Ashley has been a mentor to him, Aden said. Ashley has made him a better leader and person, he said.

“I truly believe a sheriff is the brand of the Sheriff’s Office, and his or her staff exemplify and should mirror that sheriff,” Aden said. “They truly do here. It’s contagious — his integrity, his professionalism — to every rank. When we go to sheriff conferences, there are a handful of sheriffs everyone stops and listens to, and he’s one of them.”

Okaloosa County Sheriffs Deputy Larry Ashley as a road patrol officer in an undated photo provided by OCSO.

When they interview new employees, they often cite Ashley as the reason for coming to the agency, Aden said.

“I believe Larry Ashley has mentored me in a way that he’s given me every recipe for success,” he said. “He’s showed me how to make tough choices and making the right choice even when nobody else is looking. That’s when you know you have integrity.”

When it comes to his plans for the future, Ashley doesn’t have any.

“We’ll probably venture into something,” Ashley said. “I’m trying to stay out of the political realm. We’ll see. Something I’m in careful consideration about. I’ve got aging parents and a lot of things on the horizon, just not sure which ones will pan out and which ones won’t.”

Okaloosa County Sheriffs K-9 Deputy Larry Ashley with his partner Jordin in an undated photo provided by OCSO.

Ashley has a wife and three children. While his wife knew what she was getting into; he looks forward to 30 or more years of “Yes, ma’am,” “No, ma’am” and “Please, ma’am,” he said with a laugh.

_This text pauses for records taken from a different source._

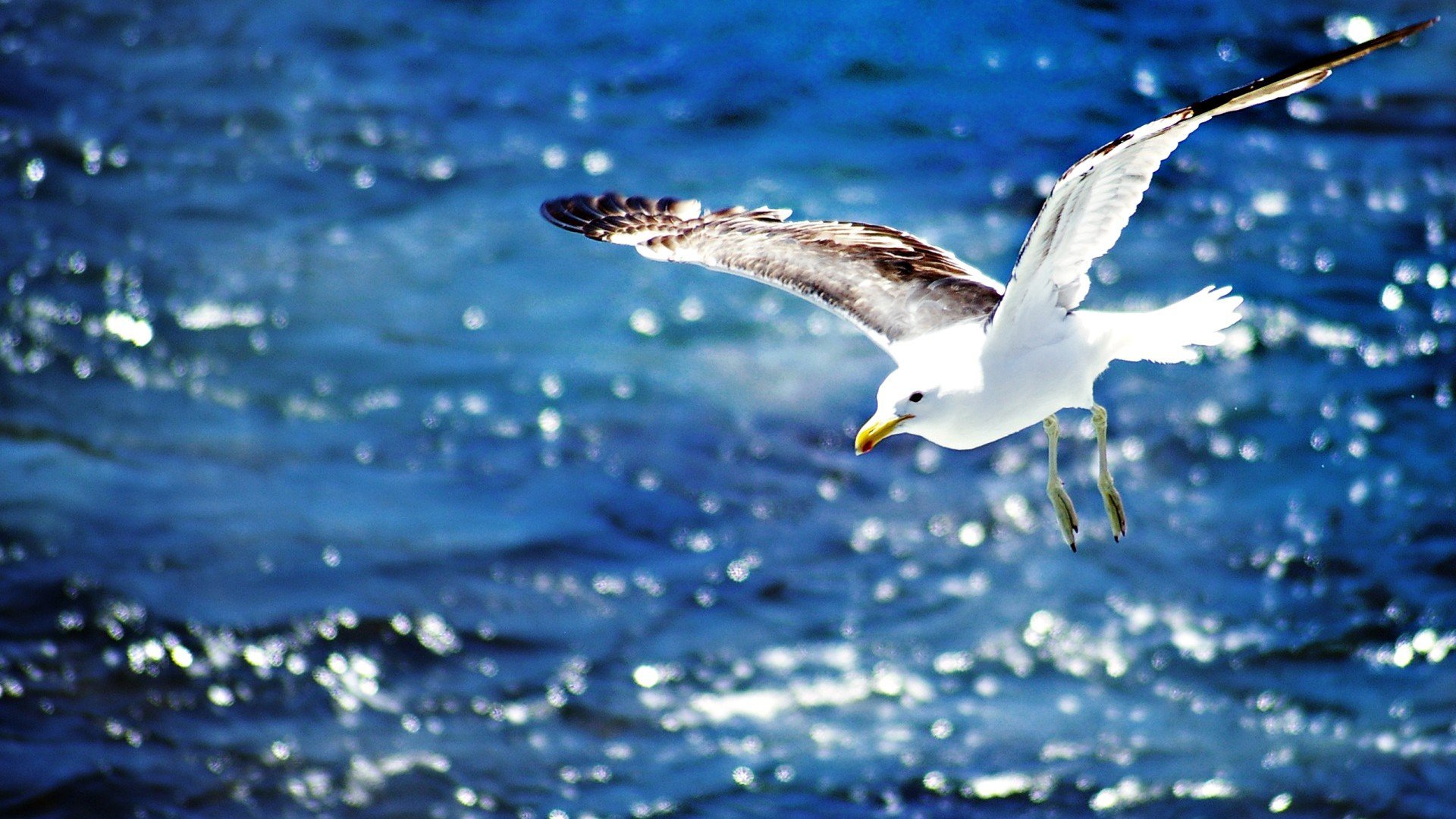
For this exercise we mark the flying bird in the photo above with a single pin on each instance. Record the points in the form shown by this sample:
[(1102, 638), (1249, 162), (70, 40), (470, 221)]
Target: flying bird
[(976, 360)]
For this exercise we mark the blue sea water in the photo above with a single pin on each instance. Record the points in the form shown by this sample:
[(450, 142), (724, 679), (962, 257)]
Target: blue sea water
[(337, 483)]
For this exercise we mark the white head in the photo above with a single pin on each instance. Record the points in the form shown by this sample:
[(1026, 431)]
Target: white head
[(908, 403)]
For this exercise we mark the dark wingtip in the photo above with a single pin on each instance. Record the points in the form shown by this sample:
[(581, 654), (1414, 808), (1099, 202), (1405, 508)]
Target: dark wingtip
[(576, 212)]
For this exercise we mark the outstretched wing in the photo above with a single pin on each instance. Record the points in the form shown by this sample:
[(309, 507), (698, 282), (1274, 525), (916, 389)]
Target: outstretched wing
[(892, 284), (1092, 202)]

“Family life certainly gets sacrificed with all the demands of being sheriff,” Ashley said. “I had a good balance. I coached my boys in T-ball, coach pitch and basketball, even soccer. Even though I didn’t know all the rules of soccer, I still coached them. Still don’t know all the rules to soccer. Those were memorable times for me and our kids. I try to take the boys fishing as often as I can and make sure I was at all the recitals. Very proud of my kids and where they’re at.”

And as he sits in an almost empty office watching his former walls be repainted for the next tenant, Ashley feels a little like he’s going to a funeral, but he is happy.                                                                 

“My youngest son was helping me move into my new office or at least organize it and said, ‘Dad, you’ve certainly been recognized and had a lot of achievements over the years.’ I said, ‘Yeah, I don’t have enough wall space for all of them,’ ” Ashley said. “Maybe my grandkids will go through the scrapbook one day.”